Horizontal Seepage Pit
These pits are very similar to their vertical counterparts, so little additional explanation is needed. However, it is worth noting that horizontal seepage pits require deep soil and good percolation, which we will discuss later. Both horizontal and vertical seepage pits are notably more expensive than leach fields, costing around $60-70K and are only used in locations of limited space.
Do all ADUs need a septic system?
No! Septic systems are only necessary if your property is not connected to a city sewer system. If this is the case, all waste-disposal responsibility falls on you, the property owner, and your septic system. This is most common in more rural areas where a central sewer system is unrealistic, difficult to connect to, or some mix of both. If you live in one of these areas, it is likely you are already familiar with septic systems and may even have one of your own already. This then begs the question:
Can I use my existing septic system for an ADU?
It depends. The most likely answer would be “no,” because main-house septic systems are rarely large enough to accommodate both a primary dwelling and an ADU. However, if you feel confident in your existing septic system, the best course of action would be to discuss this possibility with your contractor and examine what your options are.
How long does it take to add a septic system?
You will first need your septic system approved by the Department of Environmental Health in your area.
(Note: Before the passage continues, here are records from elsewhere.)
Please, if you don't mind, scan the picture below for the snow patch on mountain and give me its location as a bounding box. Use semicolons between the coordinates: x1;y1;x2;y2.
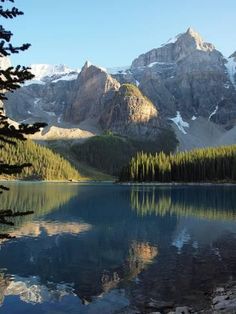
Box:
225;57;236;88
169;111;189;134
209;105;218;121
23;80;46;86
162;33;183;46
52;72;79;83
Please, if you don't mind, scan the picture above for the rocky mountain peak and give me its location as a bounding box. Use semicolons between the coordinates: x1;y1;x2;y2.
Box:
185;27;202;40
131;28;216;68
78;61;119;91
176;27;215;52
79;61;107;79
64;61;120;123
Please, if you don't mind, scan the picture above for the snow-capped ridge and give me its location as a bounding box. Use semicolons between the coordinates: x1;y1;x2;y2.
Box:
30;64;75;81
24;64;81;85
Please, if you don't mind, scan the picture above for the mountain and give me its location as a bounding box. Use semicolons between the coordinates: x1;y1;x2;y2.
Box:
26;64;80;85
117;28;236;129
3;27;236;149
100;84;159;137
64;61;120;124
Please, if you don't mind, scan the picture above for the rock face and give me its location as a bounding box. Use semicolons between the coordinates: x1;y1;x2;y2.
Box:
5;79;76;124
100;84;159;137
64;62;120;123
124;28;236;128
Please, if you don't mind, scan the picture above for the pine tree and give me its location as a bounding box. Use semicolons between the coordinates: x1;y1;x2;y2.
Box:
0;0;46;237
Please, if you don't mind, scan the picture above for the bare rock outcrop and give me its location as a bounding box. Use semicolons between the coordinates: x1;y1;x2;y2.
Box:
100;84;159;138
64;61;120;123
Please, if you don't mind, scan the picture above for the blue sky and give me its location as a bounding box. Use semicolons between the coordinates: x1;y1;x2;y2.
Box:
4;0;236;69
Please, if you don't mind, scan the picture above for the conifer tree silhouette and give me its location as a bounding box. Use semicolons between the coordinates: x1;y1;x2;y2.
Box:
0;0;46;237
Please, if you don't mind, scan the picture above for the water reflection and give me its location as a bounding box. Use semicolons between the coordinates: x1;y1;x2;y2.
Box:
2;274;75;304
0;183;235;313
0;182;78;235
131;185;236;221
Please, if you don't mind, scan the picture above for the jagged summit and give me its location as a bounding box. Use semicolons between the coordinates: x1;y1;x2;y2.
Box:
164;27;201;46
82;60;93;70
178;27;215;52
186;27;200;37
80;60;108;75
64;61;120;123
184;27;204;43
131;27;216;68
164;27;215;52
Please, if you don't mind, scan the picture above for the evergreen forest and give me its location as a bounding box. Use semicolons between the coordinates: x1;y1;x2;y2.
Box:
0;140;81;181
120;145;236;183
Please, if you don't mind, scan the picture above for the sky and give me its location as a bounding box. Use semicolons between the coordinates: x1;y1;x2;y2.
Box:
3;0;236;69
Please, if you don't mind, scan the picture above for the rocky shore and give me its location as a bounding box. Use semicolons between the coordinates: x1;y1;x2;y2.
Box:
117;282;236;313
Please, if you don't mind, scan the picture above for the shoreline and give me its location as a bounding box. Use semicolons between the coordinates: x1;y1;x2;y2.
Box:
1;179;236;186
117;181;236;186
0;179;115;184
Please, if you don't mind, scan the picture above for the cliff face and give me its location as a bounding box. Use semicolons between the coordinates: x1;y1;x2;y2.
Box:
124;28;236;128
64;62;120;123
100;84;159;137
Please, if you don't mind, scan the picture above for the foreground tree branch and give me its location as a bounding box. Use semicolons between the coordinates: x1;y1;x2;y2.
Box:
0;0;47;239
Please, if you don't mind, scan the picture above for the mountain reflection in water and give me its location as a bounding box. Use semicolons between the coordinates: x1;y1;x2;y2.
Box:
0;183;235;313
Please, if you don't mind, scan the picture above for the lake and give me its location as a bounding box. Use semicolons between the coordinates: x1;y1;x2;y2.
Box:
0;182;236;313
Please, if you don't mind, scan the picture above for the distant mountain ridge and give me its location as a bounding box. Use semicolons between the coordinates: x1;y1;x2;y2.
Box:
25;64;80;85
4;28;236;149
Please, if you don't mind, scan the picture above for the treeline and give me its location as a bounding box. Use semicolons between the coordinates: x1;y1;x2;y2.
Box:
0;140;81;181
73;130;178;176
120;145;236;182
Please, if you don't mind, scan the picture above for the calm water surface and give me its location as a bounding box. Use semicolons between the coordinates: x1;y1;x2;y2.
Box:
0;182;236;313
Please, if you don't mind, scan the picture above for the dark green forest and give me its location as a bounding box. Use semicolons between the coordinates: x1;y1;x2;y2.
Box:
73;130;178;175
120;145;236;182
0;140;81;181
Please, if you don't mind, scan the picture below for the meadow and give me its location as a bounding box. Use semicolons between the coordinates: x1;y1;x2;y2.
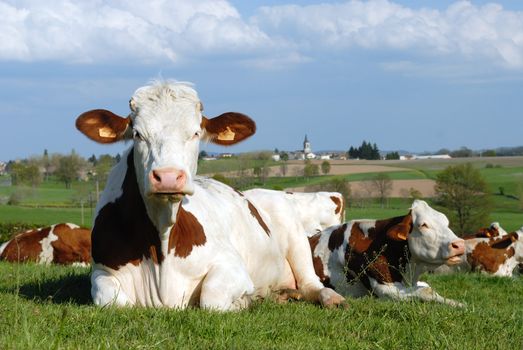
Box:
0;157;522;349
0;263;522;349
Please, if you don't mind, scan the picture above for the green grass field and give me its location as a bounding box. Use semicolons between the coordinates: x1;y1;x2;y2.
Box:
0;263;521;349
0;158;522;348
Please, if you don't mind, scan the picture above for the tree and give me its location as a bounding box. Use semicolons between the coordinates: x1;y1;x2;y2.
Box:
95;154;116;187
321;160;331;175
347;141;381;160
434;163;492;235
303;160;319;179
309;178;352;211
450;147;474;158
371;173;393;208
9;162;42;187
56;151;83;189
385;152;400;160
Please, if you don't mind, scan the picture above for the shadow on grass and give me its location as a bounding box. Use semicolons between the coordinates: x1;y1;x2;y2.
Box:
5;272;92;305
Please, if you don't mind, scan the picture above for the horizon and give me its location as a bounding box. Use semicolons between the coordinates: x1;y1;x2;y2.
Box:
1;0;522;161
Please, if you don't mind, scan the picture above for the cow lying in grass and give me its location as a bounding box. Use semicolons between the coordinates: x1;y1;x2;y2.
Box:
308;200;466;306
453;227;523;277
76;80;345;310
0;223;91;266
243;188;344;237
462;222;508;240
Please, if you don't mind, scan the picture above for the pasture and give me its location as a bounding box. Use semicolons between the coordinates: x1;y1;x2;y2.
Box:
0;157;522;348
0;263;522;349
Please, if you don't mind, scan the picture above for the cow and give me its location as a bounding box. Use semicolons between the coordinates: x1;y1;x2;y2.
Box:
462;222;508;240
458;227;523;277
243;189;344;237
0;223;91;266
75;80;345;310
308;200;466;306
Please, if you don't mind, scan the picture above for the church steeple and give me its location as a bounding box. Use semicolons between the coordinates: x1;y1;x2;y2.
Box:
303;135;311;154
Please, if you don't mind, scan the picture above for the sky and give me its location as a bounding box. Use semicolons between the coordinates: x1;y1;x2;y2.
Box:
1;0;523;161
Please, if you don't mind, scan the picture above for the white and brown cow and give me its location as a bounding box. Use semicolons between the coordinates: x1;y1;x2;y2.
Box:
0;223;91;265
459;227;523;277
462;222;508;240
76;81;344;310
309;200;465;306
244;189;344;237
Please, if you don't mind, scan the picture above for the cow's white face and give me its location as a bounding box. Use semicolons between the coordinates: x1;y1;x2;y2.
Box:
76;81;255;206
406;200;465;266
129;84;203;199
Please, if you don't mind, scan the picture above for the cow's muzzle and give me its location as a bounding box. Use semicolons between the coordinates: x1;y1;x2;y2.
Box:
446;239;465;265
149;168;194;196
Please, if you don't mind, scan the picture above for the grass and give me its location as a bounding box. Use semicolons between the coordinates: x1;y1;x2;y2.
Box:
0;205;93;228
0;262;522;349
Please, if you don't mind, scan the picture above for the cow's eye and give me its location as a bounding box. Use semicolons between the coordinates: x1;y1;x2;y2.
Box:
192;131;201;139
420;223;429;229
133;130;143;141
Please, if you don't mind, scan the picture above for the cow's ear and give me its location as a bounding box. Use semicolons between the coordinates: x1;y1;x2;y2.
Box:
386;214;412;241
491;232;518;249
201;112;256;146
76;109;131;144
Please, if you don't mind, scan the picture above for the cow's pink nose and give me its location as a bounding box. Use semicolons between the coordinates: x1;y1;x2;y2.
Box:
449;239;465;256
150;168;187;193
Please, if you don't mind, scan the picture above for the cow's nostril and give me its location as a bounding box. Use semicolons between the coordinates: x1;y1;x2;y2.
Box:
152;170;162;183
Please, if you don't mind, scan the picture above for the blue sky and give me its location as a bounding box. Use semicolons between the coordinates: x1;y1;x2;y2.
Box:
1;0;522;161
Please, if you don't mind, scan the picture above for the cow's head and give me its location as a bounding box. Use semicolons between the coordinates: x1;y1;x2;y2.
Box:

After submitting your septic plan, it can take about 60 to 90 business days to get it approved. After this, construction takes about two weeks. The system is then tied into your ADU’s plumbing, which completes the final step.
There is preliminary work that must be done before submitting a septic plan, which most notably includes a feasibility study to determine whether or not septic is even an option in your area. The ground in your property will be tested to determine its percolation, or the rate at which liquid can move through the soil and make its way into the groundwater. This is an incredibly important step to ensure waste does not build up on your property. If the percolation is deemed subpar or poor, the entire build may be deemed infeasible. Luckily, all testing will be done well before any actual construction begins on your property, along with the rest of the necessary feasibility studies, to ensure minimal money and time is wasted.
It is worth looking into which alternatives will serve your needs and location best by doing a septic feasibility study. This first step will direct you towards the system that works best with your budget and property and makes construction as seamless as possible.